Ritorniamo nell’argomento.
A Palermo, nell’anno della sua incoronazione a capitale della cultura, fa tappa la dodicesima edizione della biennale Manifesta. L’immagine in locandina è un dipinto di Francesco Lojacono, i cui elementi naturali rappresentati sono etichettati per provenienza. E il tema di quest’anno è, giustu giustu (come direbbe il mio amico fruttivendolo di Ballarò), il “Giardino Planetario“, ma nella veste di “esposizione”, con al centro della riflessione le opere d’arte.
Per le recensioni dell’edizione palermitana di Manifesta che in questa rivista seguiranno, il metodo adottato sarà sia valutare quanto un’opera d’arte possa definirsi vivente (nel senso del “Giardino Planetario”, insomma) sia una divertente esegesi fondamentalista dei testi di Clément in rapporto all’esposizione.
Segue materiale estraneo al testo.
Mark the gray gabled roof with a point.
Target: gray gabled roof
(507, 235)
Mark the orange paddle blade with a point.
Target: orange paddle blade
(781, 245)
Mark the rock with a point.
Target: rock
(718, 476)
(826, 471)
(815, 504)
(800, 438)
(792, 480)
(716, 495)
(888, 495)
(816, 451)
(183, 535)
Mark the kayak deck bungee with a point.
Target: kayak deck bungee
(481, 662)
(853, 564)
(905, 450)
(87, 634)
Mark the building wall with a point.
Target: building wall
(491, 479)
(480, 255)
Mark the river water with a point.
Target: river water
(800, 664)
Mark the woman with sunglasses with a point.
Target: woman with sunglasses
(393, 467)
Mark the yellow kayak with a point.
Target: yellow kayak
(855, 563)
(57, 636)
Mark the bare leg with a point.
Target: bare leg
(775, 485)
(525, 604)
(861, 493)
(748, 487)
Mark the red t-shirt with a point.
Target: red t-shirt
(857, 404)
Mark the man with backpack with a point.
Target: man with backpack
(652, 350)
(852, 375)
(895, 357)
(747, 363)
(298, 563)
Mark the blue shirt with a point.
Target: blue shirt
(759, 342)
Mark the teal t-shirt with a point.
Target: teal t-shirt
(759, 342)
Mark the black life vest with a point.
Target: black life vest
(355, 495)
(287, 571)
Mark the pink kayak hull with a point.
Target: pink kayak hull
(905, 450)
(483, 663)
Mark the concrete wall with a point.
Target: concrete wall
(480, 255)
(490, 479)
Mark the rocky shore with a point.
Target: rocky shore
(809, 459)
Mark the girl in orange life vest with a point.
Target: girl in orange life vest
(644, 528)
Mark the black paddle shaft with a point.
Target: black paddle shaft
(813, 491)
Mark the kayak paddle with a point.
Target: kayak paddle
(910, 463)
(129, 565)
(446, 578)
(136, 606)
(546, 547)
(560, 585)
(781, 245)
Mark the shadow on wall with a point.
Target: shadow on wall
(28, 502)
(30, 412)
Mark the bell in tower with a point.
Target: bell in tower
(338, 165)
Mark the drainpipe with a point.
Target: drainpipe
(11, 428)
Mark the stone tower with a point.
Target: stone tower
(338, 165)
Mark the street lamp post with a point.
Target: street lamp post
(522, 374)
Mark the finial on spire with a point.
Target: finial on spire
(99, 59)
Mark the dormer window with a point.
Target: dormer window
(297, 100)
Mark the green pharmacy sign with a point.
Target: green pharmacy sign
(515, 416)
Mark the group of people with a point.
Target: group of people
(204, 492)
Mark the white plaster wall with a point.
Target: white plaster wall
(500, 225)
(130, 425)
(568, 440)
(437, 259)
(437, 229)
Un sottoparagrafo, invece, desidererà chiarire l’eccessiva attenzione mediatica sulla bellezza della Sicilia da parte delle più grosse testate nazionali, sponsorizzate (ovviamente) da un unica cordata di “padroni”, mitizzandola come fosse una bottiglia di Coca-Cola, e innalzandola a feticcio per finanziari romanticoni.